L’Agence nationale de gestion des soins de santé primaire (AGSP) veut mettre en œuvre la décision du Conseil des ministres du jeudi 2 avril 2026, d’apurer le passif des agents de santé. Elle a animé une conférence de presse à Ouagadougou pour donner de plus amples précisions. Le directeur général de l’AGSP, Frédéric Loué, a évalué le passif à plus de 35,42 milliards FCFA. Il a expliqué les causes de l’accumulation de ce passif.
Il s’agit entre autres du retard dans la mise en œuvre de la Fonction publique hospitalière, le nombre élevé des actes à prendre, l’insuffisance dans la gestion des actes et les nouvelles indemnités créées par le décret 2018-814. M. Loué a salué la décision prise par le Conseil des ministres. De son avis, elle va permettre l’apurement intégral du passif et ce dans de meilleurs délais. Il a fait savoir que cette décision va éviter à l’avenir l’accumulation d’un nouveau passif.
Pour l’opérationnalisation de la décision, le DG de l’AGSP a annoncé une batterie de mesures. Sa structure envisage, a-t-il confié, de prendre diligemment des actes de carrière du personnel suivi du paiement des incidences financières. Il a aussi fait cas de la digitalisation des programmes de travail à travers la mise en œuvre d’une plateforme SISPRO. « Cette plateforme est vraiment une révolution au sein du ministère de la Santé. Nous avons constaté que les programmes de travail ne sont pas élaborés à temps et ne sont pas aussi affichés dans les centres de santé.

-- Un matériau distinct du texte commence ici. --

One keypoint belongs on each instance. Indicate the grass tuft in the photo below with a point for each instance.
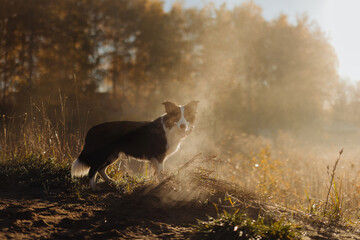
(240, 226)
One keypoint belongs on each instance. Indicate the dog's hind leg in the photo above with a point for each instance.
(92, 176)
(111, 160)
(104, 176)
(158, 164)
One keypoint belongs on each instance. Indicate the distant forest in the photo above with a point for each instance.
(119, 59)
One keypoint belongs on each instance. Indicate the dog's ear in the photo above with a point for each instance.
(169, 106)
(193, 105)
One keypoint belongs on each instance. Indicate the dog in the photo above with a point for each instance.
(154, 141)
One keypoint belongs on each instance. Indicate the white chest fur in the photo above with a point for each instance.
(174, 137)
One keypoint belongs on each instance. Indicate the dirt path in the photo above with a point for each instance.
(169, 212)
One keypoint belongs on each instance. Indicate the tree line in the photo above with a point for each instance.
(115, 56)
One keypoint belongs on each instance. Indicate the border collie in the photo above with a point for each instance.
(153, 140)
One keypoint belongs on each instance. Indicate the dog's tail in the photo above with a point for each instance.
(79, 169)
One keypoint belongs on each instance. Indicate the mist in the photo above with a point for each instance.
(273, 108)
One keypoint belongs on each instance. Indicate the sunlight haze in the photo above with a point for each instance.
(338, 19)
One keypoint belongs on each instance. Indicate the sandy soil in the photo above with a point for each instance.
(151, 211)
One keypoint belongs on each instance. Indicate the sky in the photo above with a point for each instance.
(338, 19)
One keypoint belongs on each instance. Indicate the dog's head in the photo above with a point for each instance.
(181, 117)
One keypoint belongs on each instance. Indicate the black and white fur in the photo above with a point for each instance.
(150, 140)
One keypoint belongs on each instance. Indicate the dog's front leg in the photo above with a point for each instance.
(159, 168)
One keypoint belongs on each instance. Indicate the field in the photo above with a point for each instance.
(250, 194)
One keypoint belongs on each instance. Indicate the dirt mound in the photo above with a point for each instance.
(166, 210)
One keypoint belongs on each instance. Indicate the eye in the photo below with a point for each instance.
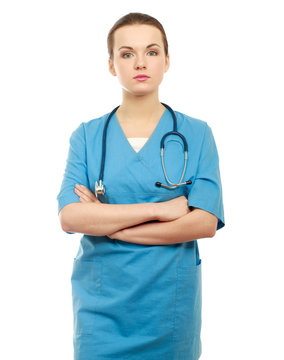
(125, 55)
(153, 52)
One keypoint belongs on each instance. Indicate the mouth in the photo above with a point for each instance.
(141, 77)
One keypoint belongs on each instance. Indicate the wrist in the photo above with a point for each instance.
(155, 211)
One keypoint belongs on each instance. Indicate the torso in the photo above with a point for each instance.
(143, 130)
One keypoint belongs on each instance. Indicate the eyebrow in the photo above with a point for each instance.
(130, 48)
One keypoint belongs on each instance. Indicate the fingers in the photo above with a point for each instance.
(85, 194)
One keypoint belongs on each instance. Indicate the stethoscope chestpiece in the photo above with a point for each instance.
(99, 188)
(159, 184)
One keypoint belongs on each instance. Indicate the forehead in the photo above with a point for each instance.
(137, 36)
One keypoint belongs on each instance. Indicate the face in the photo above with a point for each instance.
(138, 49)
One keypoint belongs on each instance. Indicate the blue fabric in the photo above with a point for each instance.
(133, 301)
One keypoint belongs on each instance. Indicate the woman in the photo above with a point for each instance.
(136, 280)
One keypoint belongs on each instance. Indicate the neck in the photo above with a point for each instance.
(140, 109)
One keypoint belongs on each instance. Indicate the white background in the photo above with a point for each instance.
(227, 69)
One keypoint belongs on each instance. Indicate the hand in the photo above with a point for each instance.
(85, 195)
(172, 209)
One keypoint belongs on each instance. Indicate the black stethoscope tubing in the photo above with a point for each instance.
(162, 145)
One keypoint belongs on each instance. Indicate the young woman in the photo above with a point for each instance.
(136, 280)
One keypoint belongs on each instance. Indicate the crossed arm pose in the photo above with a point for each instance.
(161, 223)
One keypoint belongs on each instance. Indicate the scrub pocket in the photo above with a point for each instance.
(187, 324)
(86, 289)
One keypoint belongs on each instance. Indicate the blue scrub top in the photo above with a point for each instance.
(133, 301)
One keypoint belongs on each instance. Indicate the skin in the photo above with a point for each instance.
(141, 109)
(140, 105)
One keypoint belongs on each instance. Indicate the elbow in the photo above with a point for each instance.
(212, 226)
(211, 231)
(63, 218)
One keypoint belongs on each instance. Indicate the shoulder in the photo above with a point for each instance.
(194, 126)
(91, 127)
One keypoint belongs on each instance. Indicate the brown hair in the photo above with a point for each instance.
(131, 19)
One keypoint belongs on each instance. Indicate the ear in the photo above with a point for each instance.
(111, 67)
(167, 64)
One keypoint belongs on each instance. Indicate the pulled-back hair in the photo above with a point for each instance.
(132, 19)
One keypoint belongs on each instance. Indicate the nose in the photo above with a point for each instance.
(140, 63)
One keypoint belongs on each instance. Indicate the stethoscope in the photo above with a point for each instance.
(100, 188)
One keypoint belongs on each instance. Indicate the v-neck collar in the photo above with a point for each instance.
(151, 137)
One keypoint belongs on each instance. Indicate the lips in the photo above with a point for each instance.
(141, 77)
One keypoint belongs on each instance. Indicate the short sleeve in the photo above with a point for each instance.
(75, 170)
(206, 191)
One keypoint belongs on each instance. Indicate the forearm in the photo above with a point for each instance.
(194, 225)
(104, 219)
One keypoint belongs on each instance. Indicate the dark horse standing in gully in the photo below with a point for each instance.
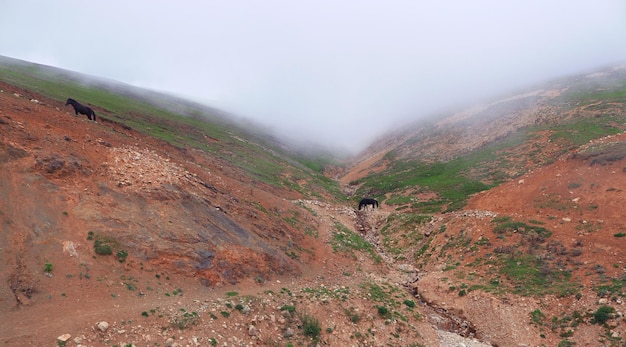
(82, 109)
(364, 202)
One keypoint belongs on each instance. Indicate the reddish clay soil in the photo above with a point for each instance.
(113, 178)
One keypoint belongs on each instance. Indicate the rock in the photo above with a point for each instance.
(62, 340)
(102, 326)
(252, 330)
(407, 268)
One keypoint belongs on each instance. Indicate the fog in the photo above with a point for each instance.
(338, 73)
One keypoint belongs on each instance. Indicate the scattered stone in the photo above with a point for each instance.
(102, 326)
(62, 340)
(252, 330)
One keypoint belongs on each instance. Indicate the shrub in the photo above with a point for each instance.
(311, 326)
(102, 248)
(353, 315)
(121, 255)
(383, 311)
(186, 320)
(602, 314)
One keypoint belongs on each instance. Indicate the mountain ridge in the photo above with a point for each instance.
(175, 233)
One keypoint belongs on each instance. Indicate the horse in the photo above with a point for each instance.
(367, 201)
(82, 109)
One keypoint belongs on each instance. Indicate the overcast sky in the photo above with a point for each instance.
(343, 72)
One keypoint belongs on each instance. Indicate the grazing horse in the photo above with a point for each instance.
(79, 108)
(364, 202)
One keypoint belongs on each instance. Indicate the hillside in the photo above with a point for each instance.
(182, 231)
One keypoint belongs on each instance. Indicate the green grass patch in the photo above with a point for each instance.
(345, 240)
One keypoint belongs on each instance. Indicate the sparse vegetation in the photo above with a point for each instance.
(310, 327)
(602, 314)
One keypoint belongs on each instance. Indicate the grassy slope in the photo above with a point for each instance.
(455, 180)
(252, 153)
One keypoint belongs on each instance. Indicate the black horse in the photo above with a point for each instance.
(82, 109)
(365, 202)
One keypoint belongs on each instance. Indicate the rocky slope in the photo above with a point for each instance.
(203, 254)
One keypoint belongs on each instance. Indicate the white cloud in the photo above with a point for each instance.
(320, 70)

A travers cette plateforme, le programme de travail sera disponible à tout moment », a-t-il assuré. En sus, le DG a relevé la nécessité de simplifier les actes pour répondre à l’inflation des actes induits par la loi portant Fonction publique hospitalière, mettre en place une unité de traitement opérationnel des actes au niveau des districts sanitaires et des directions régionales de la santé. « Nous avons également prévu la mise en place d’un cadre de concertation semestrielle entre les différents acteurs, notamment le ministère en charge des Serviteurs du peuple, celui de la Santé, mais également le ministère de l’Economie et des Finances », a-t-il soutenu.
Répondant aux questions des journalistes M. Loué a indiqué qu’un comité interministériel sera mis en place pour suivre la mise en œuvre de la décision prise par le Conseil des ministres. « Le délai pour la mise en œuvre de ce passif social est de 7 mois pour compter du mois d’avril. Nous avons pu identifier plus de 22.594 actes qui doivent être pris dans les jours à venir », a assuré le DG de l’AGSP.